Luis García Montero y Almudena Grandes en un acto de la Feria Internacional del Libro de Guadalajara en 2017. Diario de Madrid, CC BY
Hubo hace unos meses una discusión entre quienes decían que leer hacía mejor persona y quienes no. Me gusta mucho lo de que la literatura ayuda a intentar ser dueño de la propia conciencia.

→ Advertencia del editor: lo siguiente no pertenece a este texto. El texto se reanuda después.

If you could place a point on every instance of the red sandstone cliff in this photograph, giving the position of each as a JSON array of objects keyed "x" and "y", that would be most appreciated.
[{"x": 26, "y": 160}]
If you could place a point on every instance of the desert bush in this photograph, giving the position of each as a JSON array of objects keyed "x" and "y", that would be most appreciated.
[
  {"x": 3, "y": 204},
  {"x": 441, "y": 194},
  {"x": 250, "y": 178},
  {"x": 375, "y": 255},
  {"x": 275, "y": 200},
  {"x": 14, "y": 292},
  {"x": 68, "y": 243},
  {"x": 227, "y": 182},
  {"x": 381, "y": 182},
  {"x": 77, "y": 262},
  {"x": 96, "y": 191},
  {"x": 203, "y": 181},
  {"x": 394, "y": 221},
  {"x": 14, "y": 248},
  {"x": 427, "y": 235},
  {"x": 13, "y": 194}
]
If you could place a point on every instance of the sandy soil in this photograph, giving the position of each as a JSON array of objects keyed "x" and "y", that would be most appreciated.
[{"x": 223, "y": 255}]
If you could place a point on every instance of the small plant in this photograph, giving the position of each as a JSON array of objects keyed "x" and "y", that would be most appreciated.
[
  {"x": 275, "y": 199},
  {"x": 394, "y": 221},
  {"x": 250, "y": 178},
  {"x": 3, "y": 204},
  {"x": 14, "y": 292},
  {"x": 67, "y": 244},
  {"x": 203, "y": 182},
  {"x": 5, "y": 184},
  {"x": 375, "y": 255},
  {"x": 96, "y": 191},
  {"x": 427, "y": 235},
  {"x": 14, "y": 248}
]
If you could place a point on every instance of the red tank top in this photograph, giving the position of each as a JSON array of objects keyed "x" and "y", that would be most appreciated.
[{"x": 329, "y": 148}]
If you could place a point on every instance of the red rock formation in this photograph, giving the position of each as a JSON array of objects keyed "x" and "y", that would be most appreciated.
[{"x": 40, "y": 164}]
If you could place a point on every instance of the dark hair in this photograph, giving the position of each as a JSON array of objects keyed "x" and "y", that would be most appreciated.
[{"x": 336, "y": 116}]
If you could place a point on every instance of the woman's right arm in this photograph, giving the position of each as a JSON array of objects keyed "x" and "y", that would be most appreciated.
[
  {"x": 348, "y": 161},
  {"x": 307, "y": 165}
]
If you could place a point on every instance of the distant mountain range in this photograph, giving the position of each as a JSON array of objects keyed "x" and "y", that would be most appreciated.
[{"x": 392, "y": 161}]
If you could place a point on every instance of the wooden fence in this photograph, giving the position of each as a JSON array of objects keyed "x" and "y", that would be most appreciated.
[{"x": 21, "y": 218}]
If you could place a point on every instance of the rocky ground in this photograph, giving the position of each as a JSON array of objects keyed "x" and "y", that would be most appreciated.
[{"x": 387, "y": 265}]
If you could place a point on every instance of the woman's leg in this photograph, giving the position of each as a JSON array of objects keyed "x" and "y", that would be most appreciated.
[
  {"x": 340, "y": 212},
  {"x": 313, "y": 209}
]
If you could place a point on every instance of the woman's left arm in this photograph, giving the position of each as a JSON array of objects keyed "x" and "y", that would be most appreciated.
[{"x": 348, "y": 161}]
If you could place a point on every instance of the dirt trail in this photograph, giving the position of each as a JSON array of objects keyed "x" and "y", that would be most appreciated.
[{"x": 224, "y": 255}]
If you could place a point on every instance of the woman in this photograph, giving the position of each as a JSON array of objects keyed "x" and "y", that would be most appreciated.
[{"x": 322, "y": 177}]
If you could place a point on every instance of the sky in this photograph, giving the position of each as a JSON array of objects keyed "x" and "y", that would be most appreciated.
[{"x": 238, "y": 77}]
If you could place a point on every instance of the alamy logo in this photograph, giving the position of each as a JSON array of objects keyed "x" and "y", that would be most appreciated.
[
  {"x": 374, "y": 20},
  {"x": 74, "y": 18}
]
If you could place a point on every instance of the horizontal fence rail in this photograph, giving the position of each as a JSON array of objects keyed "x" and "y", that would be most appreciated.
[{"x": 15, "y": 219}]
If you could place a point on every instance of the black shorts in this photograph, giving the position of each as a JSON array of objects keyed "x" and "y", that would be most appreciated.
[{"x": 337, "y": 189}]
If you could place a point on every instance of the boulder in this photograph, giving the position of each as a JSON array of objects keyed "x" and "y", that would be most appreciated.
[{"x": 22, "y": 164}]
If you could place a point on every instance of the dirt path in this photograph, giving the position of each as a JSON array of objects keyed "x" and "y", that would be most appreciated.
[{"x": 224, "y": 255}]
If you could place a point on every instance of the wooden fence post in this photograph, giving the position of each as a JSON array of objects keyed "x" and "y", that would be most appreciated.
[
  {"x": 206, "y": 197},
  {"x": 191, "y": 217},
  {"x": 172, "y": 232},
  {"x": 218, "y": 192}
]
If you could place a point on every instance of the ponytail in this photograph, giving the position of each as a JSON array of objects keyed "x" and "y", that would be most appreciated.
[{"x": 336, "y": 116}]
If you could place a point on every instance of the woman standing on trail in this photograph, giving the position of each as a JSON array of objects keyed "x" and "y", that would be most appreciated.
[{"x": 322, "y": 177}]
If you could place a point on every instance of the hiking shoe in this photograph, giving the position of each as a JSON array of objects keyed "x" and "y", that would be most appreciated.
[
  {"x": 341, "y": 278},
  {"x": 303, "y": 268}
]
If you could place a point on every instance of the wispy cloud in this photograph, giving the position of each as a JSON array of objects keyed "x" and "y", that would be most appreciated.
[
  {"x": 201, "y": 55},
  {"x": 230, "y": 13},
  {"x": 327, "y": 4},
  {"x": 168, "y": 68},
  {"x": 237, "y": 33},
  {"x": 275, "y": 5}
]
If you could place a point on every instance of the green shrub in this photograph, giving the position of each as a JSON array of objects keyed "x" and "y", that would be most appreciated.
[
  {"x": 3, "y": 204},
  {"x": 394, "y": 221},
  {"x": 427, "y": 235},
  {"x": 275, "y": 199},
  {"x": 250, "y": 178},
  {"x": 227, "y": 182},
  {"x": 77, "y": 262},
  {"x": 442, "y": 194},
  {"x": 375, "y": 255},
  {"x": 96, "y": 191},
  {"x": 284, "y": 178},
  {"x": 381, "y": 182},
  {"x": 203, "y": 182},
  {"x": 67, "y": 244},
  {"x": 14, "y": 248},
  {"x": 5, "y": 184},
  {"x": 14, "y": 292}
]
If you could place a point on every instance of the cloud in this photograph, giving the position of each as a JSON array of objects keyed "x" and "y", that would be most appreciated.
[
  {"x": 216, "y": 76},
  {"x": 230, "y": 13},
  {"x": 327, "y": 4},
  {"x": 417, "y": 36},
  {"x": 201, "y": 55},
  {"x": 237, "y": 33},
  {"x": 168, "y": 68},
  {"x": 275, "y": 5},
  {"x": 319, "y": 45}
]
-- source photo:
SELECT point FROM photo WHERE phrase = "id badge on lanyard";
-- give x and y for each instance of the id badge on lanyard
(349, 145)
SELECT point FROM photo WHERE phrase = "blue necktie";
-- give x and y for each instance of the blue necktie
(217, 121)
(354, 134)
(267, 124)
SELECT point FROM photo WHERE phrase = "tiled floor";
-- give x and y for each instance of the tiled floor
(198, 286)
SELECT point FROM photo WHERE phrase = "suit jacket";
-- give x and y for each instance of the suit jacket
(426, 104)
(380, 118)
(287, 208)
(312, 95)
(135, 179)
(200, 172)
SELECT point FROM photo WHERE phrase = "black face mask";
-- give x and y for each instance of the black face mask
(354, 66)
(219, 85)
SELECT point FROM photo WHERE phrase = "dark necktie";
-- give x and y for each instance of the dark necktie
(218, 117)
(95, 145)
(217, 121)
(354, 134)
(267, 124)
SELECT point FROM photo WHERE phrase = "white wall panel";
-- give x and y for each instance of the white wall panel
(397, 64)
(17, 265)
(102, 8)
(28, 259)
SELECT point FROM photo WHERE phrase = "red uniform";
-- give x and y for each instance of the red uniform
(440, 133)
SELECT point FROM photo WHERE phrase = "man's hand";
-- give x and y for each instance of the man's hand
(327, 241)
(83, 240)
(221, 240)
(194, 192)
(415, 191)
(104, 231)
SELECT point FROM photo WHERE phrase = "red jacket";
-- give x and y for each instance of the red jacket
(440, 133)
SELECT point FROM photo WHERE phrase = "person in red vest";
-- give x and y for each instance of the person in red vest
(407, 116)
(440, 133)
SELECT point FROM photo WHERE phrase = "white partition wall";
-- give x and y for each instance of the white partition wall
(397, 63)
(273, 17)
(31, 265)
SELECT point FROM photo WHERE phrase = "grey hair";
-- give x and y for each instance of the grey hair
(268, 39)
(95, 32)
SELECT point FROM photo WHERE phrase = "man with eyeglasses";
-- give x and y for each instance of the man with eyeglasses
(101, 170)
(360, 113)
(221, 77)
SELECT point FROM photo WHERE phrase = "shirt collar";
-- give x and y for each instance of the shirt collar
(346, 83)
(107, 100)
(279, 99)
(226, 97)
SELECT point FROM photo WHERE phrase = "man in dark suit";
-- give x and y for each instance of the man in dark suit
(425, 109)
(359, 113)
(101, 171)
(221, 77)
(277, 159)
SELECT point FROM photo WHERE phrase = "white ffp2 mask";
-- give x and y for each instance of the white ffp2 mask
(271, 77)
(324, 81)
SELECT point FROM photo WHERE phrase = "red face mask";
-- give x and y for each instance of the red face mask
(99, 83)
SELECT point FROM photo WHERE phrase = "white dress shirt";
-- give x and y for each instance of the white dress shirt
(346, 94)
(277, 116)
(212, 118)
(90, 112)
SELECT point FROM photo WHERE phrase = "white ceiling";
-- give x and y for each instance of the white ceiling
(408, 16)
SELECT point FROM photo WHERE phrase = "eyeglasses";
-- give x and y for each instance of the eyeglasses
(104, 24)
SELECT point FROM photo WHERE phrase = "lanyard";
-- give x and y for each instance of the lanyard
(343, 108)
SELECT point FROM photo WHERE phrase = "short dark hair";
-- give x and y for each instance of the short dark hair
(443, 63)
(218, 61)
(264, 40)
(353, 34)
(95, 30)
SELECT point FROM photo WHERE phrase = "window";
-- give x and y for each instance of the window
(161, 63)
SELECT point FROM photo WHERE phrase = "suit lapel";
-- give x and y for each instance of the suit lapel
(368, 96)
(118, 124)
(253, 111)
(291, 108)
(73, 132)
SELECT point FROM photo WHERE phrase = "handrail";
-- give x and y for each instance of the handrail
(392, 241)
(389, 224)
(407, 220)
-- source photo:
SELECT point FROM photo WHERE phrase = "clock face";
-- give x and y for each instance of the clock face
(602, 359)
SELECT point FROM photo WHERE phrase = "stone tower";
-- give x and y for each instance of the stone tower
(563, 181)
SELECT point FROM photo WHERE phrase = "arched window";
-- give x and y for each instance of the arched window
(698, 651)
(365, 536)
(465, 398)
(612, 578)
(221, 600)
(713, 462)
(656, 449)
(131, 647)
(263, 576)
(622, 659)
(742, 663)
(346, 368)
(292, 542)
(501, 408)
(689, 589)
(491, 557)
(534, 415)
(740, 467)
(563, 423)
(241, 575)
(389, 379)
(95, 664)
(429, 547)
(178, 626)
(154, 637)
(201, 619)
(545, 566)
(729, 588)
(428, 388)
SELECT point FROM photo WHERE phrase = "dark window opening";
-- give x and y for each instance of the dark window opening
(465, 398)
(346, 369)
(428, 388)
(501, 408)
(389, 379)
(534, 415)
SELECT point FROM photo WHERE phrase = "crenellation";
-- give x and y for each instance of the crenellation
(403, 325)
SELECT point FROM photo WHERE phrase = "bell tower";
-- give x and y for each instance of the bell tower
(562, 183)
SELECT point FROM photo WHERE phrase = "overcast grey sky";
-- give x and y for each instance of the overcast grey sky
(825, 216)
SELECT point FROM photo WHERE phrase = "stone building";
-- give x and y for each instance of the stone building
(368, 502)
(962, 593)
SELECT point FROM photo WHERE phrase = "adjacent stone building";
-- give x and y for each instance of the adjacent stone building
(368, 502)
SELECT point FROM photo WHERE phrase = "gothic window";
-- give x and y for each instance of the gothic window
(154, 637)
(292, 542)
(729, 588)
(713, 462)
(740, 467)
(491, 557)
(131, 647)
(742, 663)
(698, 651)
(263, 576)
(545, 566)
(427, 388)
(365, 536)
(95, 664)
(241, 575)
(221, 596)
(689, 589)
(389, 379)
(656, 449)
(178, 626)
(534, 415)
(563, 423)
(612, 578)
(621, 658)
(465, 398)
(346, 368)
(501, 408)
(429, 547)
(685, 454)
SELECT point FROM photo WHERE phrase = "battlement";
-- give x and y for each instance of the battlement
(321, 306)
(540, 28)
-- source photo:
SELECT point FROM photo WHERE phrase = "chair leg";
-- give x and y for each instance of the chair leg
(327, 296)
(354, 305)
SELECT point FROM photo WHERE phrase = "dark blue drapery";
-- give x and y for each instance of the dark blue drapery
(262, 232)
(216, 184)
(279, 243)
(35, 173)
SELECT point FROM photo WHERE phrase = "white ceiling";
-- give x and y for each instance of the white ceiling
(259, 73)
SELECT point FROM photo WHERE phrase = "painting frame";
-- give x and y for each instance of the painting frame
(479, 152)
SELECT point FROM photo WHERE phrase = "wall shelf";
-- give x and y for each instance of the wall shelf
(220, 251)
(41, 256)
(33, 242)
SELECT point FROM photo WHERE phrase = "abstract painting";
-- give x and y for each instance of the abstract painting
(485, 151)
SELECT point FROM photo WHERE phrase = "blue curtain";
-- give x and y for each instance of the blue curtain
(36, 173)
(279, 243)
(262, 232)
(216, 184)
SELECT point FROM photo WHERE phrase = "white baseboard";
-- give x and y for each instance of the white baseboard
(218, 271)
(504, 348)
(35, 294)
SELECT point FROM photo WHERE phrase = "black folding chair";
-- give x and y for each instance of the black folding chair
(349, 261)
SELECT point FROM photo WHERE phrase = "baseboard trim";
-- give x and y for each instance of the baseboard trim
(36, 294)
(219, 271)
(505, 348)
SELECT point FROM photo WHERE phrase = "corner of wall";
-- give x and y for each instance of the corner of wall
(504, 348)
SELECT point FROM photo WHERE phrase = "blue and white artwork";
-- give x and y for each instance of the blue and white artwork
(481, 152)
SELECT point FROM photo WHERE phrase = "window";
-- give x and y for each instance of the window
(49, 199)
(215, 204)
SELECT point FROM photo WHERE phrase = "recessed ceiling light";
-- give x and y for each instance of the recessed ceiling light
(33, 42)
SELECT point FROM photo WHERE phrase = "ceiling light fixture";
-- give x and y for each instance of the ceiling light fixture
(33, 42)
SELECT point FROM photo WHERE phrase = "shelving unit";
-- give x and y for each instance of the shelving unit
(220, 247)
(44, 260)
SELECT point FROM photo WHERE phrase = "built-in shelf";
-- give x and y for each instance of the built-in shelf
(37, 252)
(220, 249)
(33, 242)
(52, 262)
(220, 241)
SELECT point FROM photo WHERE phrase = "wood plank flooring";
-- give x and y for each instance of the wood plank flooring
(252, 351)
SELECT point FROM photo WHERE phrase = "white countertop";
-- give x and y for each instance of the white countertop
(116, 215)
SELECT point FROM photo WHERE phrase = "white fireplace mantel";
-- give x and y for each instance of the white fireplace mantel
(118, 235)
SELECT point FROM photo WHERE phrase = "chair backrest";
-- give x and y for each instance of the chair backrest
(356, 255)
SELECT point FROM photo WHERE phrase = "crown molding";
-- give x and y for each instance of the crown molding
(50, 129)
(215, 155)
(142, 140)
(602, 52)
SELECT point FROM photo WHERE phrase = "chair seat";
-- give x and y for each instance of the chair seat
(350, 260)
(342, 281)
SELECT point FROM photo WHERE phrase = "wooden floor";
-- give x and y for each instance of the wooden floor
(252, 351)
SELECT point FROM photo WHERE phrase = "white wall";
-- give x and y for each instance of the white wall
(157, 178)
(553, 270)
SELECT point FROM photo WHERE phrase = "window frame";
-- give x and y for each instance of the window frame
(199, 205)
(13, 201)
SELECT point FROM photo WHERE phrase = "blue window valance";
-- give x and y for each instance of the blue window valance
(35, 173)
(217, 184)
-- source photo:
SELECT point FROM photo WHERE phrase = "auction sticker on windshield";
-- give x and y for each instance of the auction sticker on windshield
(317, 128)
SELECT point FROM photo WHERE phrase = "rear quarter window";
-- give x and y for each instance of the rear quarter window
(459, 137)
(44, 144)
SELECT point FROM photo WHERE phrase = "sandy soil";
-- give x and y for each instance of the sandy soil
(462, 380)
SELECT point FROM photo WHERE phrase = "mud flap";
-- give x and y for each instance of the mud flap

Joan Margarit, un poeta estupendo, decía que si uno escribe, existe el poema, pero hasta que no llega un lector y no habita el poema, no existe el hecho poético. Si yo escribo un poema de amor, pues está muy bien, pero el hecho poético se da cuando el lector deja de pensar en mi novia para pensar en su propia vida. El que escribe, escribe para que su historia no sea solo una confesión biográfica, sino algo que represente a la condición humana, y que el que lea se sienta identificado con esa historia.
En la historia de la cultura contemporánea no hay mejor metáfora del contrato social que la lectura. El amor ya no es el amor del autor sino el mío. Y mi propio amor comprende que tiene mucho que ver con lo que siente el otro. Defiendo la lectura como un espacio de construcción de las experiencias individuales hacia las ilusiones colectivas y el reconocimiento de la propia libertad como una capacidad de reconocerse en el otro, de dialogar.
Tenemos proyectos políticos donde se defiende un nosotros que autoritariamente quiere borrar las experiencias privadas y, por otra parte, hay un predominio del individualismo que corta cualquier reconocimiento de cuáles son los valores colectivos que nos han podido hacer triunfar. Por eso me gusta tanto decir que la mejor metáfora que yo he sentido del contrato social es cuando aprendí a mirar a unos lagartos con los ojos de García Lorca.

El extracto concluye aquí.